The titers produced by phage growth within the liquid medium demonstrated that the phages could successfully restrict the event of Klebsiella pneumoniae cultures while also indicating sufficient viral production to realize high concentrations for the ultimate culture evaluation.

The bacteriophage lysis in vitro demonstrated that the chosen bacteriophage cocktail could successfully lyse the K. pneumoniae Kl 315 strain planktonic cells and destroy tiny microcolonies adhering to the glass surface.

After incubating for 48-72 hours, the researchers observed cell clusters and chain formation on top of things slides, common to all bacterial biofilms, whereas only individual cells and tiny colonies were found on the slides to which the bacteriophages were added. 

The antibiofilm activities of the bacteriophage cocktail and the vB_KpnP_FZ12 phage were comparable. Scanning electron microscopy yielded similar results. The outcomes showed that single-phage and three-phage combos with depolymerase activity were successful at controlling antibiotic-resistant K. pneumoniae biofilms.

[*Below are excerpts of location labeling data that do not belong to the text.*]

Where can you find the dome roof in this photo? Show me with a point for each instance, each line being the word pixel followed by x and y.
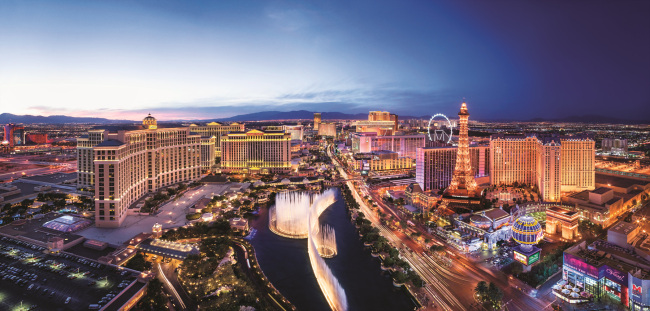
pixel 526 230
pixel 480 221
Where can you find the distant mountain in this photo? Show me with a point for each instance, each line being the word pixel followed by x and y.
pixel 29 119
pixel 592 119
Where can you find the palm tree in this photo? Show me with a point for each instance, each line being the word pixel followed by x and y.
pixel 481 289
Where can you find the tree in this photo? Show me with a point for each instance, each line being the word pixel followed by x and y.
pixel 494 294
pixel 481 289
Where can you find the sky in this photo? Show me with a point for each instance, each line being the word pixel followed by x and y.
pixel 210 59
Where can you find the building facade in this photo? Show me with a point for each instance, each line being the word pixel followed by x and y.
pixel 434 166
pixel 208 152
pixel 382 161
pixel 256 151
pixel 217 130
pixel 404 145
pixel 316 120
pixel 86 157
pixel 327 129
pixel 129 164
pixel 554 163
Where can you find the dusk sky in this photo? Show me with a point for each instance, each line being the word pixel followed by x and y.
pixel 210 59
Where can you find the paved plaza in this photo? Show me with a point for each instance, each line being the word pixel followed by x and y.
pixel 170 215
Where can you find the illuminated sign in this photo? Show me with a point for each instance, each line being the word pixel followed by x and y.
pixel 520 257
pixel 533 258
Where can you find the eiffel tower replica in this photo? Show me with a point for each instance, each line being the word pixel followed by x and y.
pixel 463 187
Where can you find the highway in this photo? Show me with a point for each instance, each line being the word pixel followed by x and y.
pixel 448 288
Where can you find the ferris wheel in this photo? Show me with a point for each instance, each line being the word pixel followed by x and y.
pixel 440 128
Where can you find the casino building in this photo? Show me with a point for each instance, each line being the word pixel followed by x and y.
pixel 123 165
pixel 256 151
pixel 605 268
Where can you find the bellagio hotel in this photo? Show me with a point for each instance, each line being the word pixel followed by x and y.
pixel 554 163
pixel 124 165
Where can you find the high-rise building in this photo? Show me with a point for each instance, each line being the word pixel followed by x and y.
pixel 256 151
pixel 404 145
pixel 463 183
pixel 434 166
pixel 296 131
pixel 36 138
pixel 614 146
pixel 513 158
pixel 14 134
pixel 208 152
pixel 128 164
pixel 380 122
pixel 327 129
pixel 577 163
pixel 549 179
pixel 316 120
pixel 554 163
pixel 217 130
pixel 86 157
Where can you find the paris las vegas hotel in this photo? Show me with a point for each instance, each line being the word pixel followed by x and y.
pixel 123 165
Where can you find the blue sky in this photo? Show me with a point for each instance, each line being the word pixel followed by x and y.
pixel 210 59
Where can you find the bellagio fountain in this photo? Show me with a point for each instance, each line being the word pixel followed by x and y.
pixel 295 215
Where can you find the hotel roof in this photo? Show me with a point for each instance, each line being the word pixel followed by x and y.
pixel 110 143
pixel 602 190
pixel 622 227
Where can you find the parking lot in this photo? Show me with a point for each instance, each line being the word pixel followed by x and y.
pixel 32 280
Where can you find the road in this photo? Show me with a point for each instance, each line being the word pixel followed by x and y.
pixel 448 288
pixel 165 273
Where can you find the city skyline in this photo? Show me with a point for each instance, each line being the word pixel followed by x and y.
pixel 191 61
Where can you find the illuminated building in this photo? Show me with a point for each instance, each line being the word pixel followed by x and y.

Complete lysis of K. pneumonia didn’t occur; nevertheless, lysis is difficult to realize using bacteriophages since more intricate pathways regulating bacterial lysis exist even between lytic phages and bacteria, including hibernation, quorum sensing, and transient resistance.

Researchers have discovered naturally vulnerable but phenotypically antimicrobial-resistant bacterial subpopulations; the existence of persistent bacteria within the microbial community might also impact phage infection.

Conclusions

Overall, the study findings showed that the bacteriophage cocktail could successfully disrupt Klebsiella pneumoniae biofilms.

Regardless that a bacteriophage was as effective because the triple-bacteriophage cocktail in disrupting biofilms, bacteriophage combos are advocated for therapeutic use to stop resistance to bacteriophages and improve bacteriolytic effects by widening the range of phage hosts and expanding the goal pathogen spectrum.

The findings emphasized the potential for using the chosen phage cocktail within the early-stage treatment of varied medical devices to avoid biofilm development. In those circumstances where full eradication of biofilms and bacterial colonization is required, combined phage-antibiotic treatment could also be a viable option.